In a statement to WENY News, a representative for U.S. Renal Care said:

"U.S. Renal Care had to make the very difficult decision to close our Wellsboro center. Providing care in communities like Wellsboro is a challenge many healthcare providers face as Medicare reimbursement has not kept up with the rising costs of operating a dialysis center. As a result, Wellsboro, like other centers across the country, have struggled to cover costs and unfortunately, this sometimes results in a center closing. U.S. Renal Care is taking every measure to ensure our patients have access to the lifesaving care they need. We are working closely with each of our patients and their physicians to help them identify another dialysis center without experiencing any interruptions to their treatment schedule."

Hoyt is worried about where she will now be able to receive treatment and how she'll get there.

"Okay, you want us to travel? What happens in bad weather? We live in a rural area. What happens if we can't get to our dialysis center because we're snowed in, or this or that?... How much time do they think we need to waste being on buses or in cars when we don't have that much time to live as it is? People think [it's] an exaggeration but [it's] not. A couple of days of no dialysis [and] some of us could [end up] in the hospital. Some of us...it could be no coming back from it," she said.

Roger Preble is another patient at the U.S. Renal Care Center in Wellsboro. Preble said he lives just over three miles from the Wellsboro U.S. Renal Care Center, and the closest facility to him would be Corning if they have spots available. He said it would put a lot of stress on him and his wife.
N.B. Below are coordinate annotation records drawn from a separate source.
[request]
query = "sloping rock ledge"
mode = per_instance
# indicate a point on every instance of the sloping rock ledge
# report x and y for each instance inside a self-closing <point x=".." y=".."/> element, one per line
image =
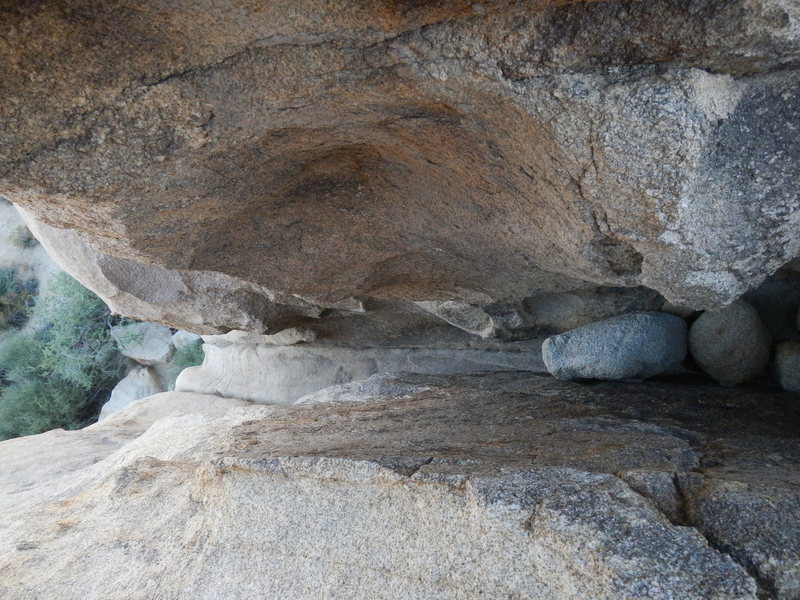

"We're a one-car household because her [my wife's] office is upstairs. [Sometimes I'll drive to dialysis] and I feel great, but I don't so much when I get done. What am I going to do? She can't come get me. You know, I'm kind of stranded. Anybody that knows what dialysis does, it wrecks your body when you're done. I come home from that 3.3 mile [trip] and I pretty much sleep all day. So, now with a wrecked body, I have to try to drive and stay awake. If I'm lucky, 45 minutes, it could be an hour, it could be an hour and a half. I don't know. It's up in the air," said Preble.

The U.S. Renal Care Center in Wellsboro will close in about two months from the notice that was sent to patients on January 24th. Preble and Hoyt hope an organization or corporation can take over the facility from U.S. Renal Care to save themselves and dozens of other patients from traveling far for treatment.

"Dialysis patients don't live forever. When you're on dialysis, your lifespan is cut short [and] they say you don't live more than seven to 10 years on it. I'm already on seven. [With U.S. Renal Care closing the Wellsboro location] it's like a nail in the coffin because if I can't get to dialysis, I know what the outcome is," said Hoyt.